Even if I became the strongest person in this era, I was still just a puppet. The 'Me' from the library had proven that. He hadn't just beaten me; he had humiliated the very concept of my struggle. He had reached my absolute 'advantage'—the System—and snapped it like a dry twig.

A heavy, suffocating silence filled the room as my roommates eventually trickled in. I didn't move. I didn't even adjust my breathing to pretend I was asleep.

"Hey, Aren? You okay, man?" One of them asked. I think it was the one who always talked about his family's farm. His voice sounded like it was coming from the bottom of a deep well.

I didn't answer. I couldn't find the energy to form the 'I'm fine' that usually sat on the tip of my tongue.

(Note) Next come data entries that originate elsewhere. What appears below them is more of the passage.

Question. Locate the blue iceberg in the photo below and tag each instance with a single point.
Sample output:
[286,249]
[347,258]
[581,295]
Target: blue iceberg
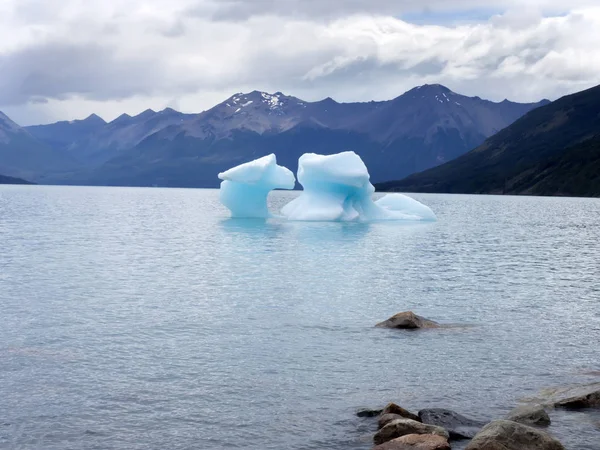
[336,188]
[245,188]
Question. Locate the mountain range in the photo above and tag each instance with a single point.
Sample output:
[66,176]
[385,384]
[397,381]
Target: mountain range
[553,150]
[423,128]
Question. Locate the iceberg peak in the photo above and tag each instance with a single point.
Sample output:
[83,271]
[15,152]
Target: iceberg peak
[336,188]
[245,188]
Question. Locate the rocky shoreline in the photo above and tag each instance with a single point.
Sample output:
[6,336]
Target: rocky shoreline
[436,429]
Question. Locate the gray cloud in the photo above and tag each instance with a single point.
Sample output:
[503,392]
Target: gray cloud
[70,57]
[244,9]
[58,70]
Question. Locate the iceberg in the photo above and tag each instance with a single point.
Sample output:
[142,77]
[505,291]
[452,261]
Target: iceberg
[245,188]
[403,207]
[336,188]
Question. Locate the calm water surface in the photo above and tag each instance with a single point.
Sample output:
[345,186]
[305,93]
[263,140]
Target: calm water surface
[146,319]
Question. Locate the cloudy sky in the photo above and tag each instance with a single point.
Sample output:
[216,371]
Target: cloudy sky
[64,59]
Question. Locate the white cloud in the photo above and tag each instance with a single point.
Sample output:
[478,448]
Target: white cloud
[66,59]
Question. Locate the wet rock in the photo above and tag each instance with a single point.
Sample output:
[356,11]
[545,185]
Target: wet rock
[530,415]
[368,412]
[408,321]
[576,397]
[402,427]
[509,435]
[393,408]
[459,427]
[416,442]
[387,418]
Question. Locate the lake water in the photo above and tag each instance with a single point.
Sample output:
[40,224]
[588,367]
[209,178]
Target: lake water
[146,319]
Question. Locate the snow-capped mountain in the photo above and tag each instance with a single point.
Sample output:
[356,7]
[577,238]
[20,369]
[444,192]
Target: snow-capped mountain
[422,128]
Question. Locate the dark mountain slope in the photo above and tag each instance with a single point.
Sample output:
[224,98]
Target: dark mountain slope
[418,130]
[552,150]
[23,156]
[12,180]
[62,135]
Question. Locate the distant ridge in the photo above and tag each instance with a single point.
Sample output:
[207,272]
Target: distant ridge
[553,150]
[422,128]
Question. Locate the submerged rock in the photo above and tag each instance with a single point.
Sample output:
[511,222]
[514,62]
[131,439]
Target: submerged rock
[384,419]
[402,427]
[416,442]
[530,415]
[509,435]
[459,427]
[393,408]
[575,397]
[408,321]
[367,412]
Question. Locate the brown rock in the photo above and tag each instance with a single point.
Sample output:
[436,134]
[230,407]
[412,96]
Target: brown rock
[459,427]
[402,427]
[368,412]
[408,321]
[530,415]
[416,442]
[509,435]
[393,408]
[387,418]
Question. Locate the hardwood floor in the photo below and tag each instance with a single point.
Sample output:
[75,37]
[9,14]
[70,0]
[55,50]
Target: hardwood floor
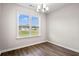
[43,49]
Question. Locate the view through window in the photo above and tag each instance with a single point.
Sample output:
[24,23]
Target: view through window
[28,26]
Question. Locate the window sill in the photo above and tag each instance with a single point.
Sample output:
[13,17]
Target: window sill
[26,37]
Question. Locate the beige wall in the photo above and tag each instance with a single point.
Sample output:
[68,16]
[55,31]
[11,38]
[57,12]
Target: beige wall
[63,27]
[8,24]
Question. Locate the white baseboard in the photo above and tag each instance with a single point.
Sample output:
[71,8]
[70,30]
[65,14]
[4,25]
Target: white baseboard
[64,46]
[10,49]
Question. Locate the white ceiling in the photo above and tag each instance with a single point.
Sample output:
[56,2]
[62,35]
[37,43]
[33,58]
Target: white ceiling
[52,6]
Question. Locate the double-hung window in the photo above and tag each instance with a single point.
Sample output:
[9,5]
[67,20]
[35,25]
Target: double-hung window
[28,26]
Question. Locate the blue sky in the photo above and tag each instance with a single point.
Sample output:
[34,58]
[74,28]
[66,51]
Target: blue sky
[24,19]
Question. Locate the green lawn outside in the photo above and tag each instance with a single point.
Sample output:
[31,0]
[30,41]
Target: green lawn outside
[26,33]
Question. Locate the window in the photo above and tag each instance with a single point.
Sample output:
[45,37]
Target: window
[28,26]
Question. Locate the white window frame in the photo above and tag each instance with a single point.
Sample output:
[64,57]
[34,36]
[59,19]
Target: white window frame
[30,25]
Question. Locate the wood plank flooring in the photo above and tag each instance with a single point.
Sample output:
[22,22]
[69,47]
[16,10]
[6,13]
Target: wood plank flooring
[43,49]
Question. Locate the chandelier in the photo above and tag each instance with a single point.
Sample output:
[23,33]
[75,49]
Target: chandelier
[42,8]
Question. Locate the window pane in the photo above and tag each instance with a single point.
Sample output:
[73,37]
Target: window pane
[23,26]
[35,26]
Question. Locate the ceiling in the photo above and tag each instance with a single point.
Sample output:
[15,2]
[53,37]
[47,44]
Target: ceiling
[52,6]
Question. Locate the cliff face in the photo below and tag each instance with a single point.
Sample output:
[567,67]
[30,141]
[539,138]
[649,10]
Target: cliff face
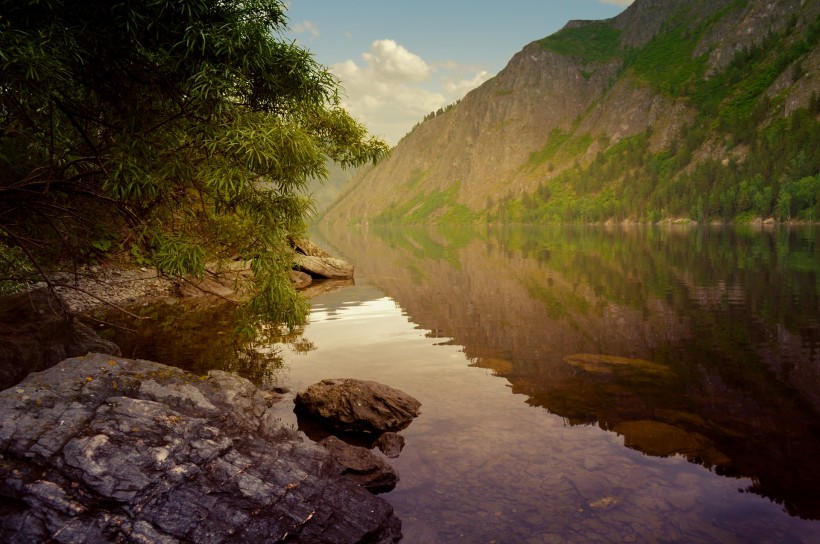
[569,98]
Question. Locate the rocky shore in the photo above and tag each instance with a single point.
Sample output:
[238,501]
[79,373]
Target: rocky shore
[106,449]
[98,448]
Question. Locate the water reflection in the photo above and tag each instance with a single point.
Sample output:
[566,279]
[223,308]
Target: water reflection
[631,360]
[703,343]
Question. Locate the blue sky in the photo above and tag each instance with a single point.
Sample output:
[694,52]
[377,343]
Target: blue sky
[398,60]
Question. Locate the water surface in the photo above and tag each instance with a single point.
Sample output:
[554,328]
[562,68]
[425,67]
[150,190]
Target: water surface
[578,384]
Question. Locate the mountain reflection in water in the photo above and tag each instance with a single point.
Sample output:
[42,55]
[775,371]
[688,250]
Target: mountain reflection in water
[700,344]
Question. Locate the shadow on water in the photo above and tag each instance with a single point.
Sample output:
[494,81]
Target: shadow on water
[700,342]
[695,342]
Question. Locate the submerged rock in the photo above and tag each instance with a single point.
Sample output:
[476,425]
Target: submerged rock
[361,465]
[390,444]
[350,405]
[34,336]
[105,449]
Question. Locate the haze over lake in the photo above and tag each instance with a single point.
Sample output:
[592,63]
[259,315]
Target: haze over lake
[579,383]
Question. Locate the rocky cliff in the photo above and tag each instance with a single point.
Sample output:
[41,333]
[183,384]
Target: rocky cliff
[685,82]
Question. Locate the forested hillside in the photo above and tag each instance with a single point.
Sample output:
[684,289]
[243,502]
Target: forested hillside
[677,109]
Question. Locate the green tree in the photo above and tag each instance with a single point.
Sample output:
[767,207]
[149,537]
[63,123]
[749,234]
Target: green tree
[176,131]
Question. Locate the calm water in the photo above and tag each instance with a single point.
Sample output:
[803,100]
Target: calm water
[578,385]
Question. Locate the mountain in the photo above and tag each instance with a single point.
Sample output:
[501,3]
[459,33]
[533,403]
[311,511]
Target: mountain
[691,109]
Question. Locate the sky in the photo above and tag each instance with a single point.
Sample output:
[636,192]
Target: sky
[399,60]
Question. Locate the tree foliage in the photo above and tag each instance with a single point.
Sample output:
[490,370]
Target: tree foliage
[174,131]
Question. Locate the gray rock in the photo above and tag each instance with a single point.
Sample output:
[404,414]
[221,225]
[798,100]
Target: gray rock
[323,267]
[34,336]
[349,405]
[361,465]
[103,449]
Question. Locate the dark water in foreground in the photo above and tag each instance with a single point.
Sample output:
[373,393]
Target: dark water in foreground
[578,385]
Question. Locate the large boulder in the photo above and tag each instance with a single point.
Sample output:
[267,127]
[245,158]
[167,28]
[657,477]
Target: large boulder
[34,335]
[323,267]
[102,449]
[313,260]
[350,405]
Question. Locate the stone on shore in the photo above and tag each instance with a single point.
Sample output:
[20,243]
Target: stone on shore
[103,449]
[362,465]
[313,260]
[350,405]
[34,336]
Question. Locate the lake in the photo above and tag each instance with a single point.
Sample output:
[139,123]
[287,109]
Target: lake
[578,384]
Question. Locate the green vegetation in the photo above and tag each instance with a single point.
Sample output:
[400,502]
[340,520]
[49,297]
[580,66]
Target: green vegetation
[436,207]
[776,172]
[166,133]
[593,41]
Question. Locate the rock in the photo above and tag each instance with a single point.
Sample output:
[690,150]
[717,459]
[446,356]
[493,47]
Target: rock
[102,449]
[358,406]
[34,336]
[390,444]
[300,280]
[314,261]
[361,465]
[323,267]
[306,247]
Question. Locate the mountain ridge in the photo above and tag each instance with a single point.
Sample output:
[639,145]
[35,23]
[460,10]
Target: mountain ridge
[611,119]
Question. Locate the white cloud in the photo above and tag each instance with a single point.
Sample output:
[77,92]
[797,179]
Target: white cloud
[393,61]
[392,89]
[307,27]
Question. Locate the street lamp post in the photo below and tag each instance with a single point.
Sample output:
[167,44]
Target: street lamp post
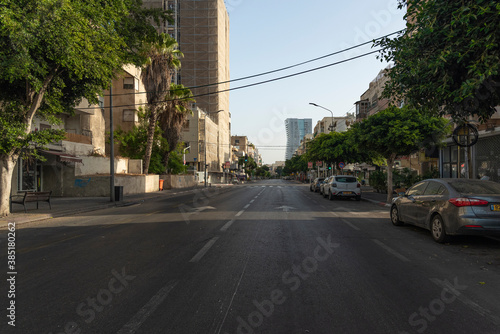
[317,105]
[184,154]
[205,144]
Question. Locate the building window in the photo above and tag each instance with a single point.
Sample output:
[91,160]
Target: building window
[130,116]
[128,83]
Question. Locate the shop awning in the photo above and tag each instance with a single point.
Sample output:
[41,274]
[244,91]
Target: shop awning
[62,156]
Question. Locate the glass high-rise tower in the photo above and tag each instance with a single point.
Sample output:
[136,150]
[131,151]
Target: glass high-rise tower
[296,129]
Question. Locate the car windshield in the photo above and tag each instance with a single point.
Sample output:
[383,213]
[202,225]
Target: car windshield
[345,179]
[477,187]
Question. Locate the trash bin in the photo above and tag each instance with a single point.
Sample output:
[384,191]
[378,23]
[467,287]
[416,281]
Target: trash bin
[118,193]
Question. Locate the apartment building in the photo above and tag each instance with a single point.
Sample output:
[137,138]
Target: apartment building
[296,129]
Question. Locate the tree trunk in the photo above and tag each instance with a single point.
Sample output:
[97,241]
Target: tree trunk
[149,144]
[7,164]
[390,162]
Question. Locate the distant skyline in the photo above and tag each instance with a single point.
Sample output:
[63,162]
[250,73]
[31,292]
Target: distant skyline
[269,35]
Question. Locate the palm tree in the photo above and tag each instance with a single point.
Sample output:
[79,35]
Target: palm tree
[156,75]
[174,116]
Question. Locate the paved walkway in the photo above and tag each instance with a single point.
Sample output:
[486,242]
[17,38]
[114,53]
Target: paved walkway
[66,206]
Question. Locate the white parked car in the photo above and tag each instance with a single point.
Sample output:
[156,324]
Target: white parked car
[343,186]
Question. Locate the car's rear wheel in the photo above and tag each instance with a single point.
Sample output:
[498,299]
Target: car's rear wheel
[438,230]
[395,216]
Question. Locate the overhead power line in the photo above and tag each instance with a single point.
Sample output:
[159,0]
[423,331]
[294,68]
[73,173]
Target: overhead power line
[255,84]
[279,69]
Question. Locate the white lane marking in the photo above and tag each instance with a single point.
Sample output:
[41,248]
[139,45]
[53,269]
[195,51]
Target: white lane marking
[390,250]
[478,309]
[227,225]
[350,224]
[204,250]
[133,325]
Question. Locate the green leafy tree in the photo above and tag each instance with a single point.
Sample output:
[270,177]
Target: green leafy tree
[174,115]
[54,53]
[156,75]
[133,144]
[398,131]
[447,61]
[336,147]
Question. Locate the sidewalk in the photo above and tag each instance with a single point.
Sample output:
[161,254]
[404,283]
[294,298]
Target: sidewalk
[371,195]
[66,206]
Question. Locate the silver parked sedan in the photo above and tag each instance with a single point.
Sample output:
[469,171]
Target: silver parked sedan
[450,207]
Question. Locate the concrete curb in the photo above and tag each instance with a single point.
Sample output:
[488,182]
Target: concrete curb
[35,218]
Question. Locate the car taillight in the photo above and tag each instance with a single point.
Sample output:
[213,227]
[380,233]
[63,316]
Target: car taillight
[467,201]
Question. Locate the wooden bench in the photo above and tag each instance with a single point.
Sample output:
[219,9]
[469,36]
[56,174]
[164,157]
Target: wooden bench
[31,196]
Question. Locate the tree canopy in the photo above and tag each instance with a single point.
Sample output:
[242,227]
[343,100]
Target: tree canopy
[398,131]
[447,61]
[55,53]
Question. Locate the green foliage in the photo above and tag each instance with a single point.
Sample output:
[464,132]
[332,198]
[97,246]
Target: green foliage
[175,163]
[378,180]
[399,131]
[448,59]
[295,165]
[54,53]
[336,147]
[133,144]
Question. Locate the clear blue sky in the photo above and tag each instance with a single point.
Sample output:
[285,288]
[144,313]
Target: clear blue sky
[271,34]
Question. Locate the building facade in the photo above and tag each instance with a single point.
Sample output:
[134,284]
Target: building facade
[296,129]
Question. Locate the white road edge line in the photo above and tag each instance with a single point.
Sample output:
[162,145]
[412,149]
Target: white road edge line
[133,325]
[390,250]
[350,224]
[204,250]
[227,225]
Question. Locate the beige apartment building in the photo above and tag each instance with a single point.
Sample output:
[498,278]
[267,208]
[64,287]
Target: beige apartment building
[201,28]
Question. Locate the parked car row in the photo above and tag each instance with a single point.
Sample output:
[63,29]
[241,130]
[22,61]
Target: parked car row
[337,186]
[446,207]
[450,207]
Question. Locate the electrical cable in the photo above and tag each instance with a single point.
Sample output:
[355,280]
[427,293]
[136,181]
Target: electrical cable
[253,84]
[280,69]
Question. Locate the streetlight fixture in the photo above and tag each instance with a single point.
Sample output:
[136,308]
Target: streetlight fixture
[184,154]
[317,105]
[205,134]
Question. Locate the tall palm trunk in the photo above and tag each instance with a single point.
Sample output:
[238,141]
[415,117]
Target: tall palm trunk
[7,164]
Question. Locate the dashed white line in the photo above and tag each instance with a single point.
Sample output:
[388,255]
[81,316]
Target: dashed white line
[133,325]
[350,224]
[227,225]
[390,250]
[204,250]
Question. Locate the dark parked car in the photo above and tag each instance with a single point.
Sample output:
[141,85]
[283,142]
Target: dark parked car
[316,183]
[450,207]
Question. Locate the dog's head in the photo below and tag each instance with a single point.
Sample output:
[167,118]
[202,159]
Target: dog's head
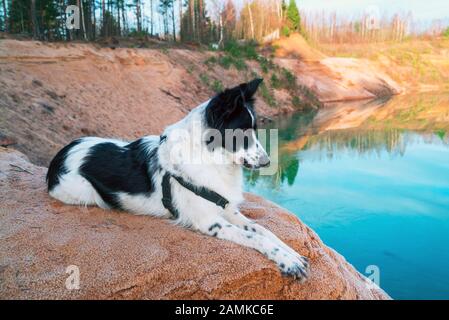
[232,118]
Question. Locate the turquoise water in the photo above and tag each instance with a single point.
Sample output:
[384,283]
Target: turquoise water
[378,197]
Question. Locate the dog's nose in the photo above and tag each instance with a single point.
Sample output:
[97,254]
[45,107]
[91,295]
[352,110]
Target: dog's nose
[264,161]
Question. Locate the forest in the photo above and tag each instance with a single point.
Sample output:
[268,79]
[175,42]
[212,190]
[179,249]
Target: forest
[192,21]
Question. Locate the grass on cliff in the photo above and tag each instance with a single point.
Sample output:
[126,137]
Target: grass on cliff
[238,55]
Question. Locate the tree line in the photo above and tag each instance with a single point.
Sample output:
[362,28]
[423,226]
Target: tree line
[170,20]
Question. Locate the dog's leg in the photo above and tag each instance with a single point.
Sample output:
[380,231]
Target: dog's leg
[216,226]
[238,219]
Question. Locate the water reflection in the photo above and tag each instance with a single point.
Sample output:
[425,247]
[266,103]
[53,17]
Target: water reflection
[372,179]
[359,128]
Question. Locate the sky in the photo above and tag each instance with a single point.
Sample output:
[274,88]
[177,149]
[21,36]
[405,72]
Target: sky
[424,10]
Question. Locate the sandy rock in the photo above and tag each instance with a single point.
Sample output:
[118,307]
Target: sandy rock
[333,79]
[120,255]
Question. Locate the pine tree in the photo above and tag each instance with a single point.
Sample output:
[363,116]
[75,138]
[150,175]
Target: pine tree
[293,17]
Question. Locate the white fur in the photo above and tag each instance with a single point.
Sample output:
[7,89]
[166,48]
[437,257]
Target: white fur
[176,155]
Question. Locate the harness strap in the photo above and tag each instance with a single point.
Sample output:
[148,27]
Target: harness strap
[202,192]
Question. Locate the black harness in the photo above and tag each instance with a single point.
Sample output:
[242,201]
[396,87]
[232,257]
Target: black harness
[202,192]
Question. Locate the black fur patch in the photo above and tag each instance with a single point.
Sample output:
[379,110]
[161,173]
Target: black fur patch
[56,168]
[215,225]
[232,109]
[111,169]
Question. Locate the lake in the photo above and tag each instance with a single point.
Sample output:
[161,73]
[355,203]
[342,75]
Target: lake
[372,179]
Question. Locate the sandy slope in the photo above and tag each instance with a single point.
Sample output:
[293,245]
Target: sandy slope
[332,78]
[51,94]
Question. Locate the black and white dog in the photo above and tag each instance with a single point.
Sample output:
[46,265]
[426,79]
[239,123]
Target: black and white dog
[191,173]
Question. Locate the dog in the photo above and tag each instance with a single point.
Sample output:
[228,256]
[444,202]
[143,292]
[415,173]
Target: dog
[157,175]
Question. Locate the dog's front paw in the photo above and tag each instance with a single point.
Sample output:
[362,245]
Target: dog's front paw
[296,266]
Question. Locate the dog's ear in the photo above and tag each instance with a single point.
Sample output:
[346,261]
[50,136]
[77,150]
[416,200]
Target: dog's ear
[229,101]
[250,88]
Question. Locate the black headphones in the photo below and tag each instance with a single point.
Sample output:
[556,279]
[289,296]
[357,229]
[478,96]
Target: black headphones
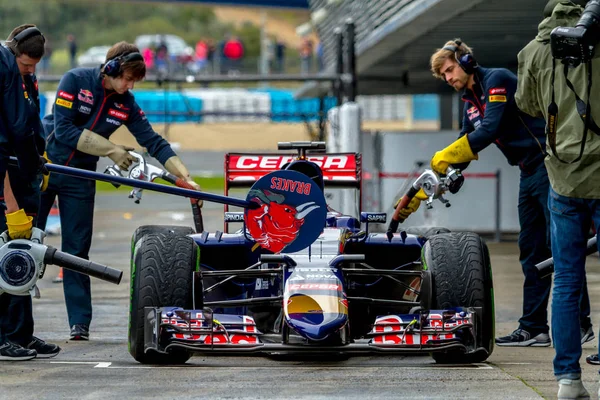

"Leave him," another whispered. "He probably overdid it in the mock assessment. You saw the fight. Guy's probably just burnt out."

Burnt out. If only it were that simple. You can fix burnout with rest. You can't fix the realization that your soul is being tattooed by a cosmic entity that thinks your existence is a joke.

I felt the Black Mark on my hand throb in time with my heartbeat. It was warm now. A mocking, parasitic warmth. It felt like it was laughing at me—a slow, rhythmic pulse that said 'I am the only thing that is real here.'

I rolled onto my side, facing the cold, stained wall. The countdown in the periphery of my vision was the only thing that had any colour left.

[4 Days, 11 Hours Left]

The numbers moved. The world moved. But I stayed still. I was waiting for the hopelessness to either kill me or become so heavy that I finally stopped feeling it. I was a Regressor who had run out of road, staring at the wall and wishing the clock would just skip to the end so I wouldn't have to watch the seconds tick by.

I closed my eyes, and for the first time in two lives, I hoped I wouldn't wake up to see the next number.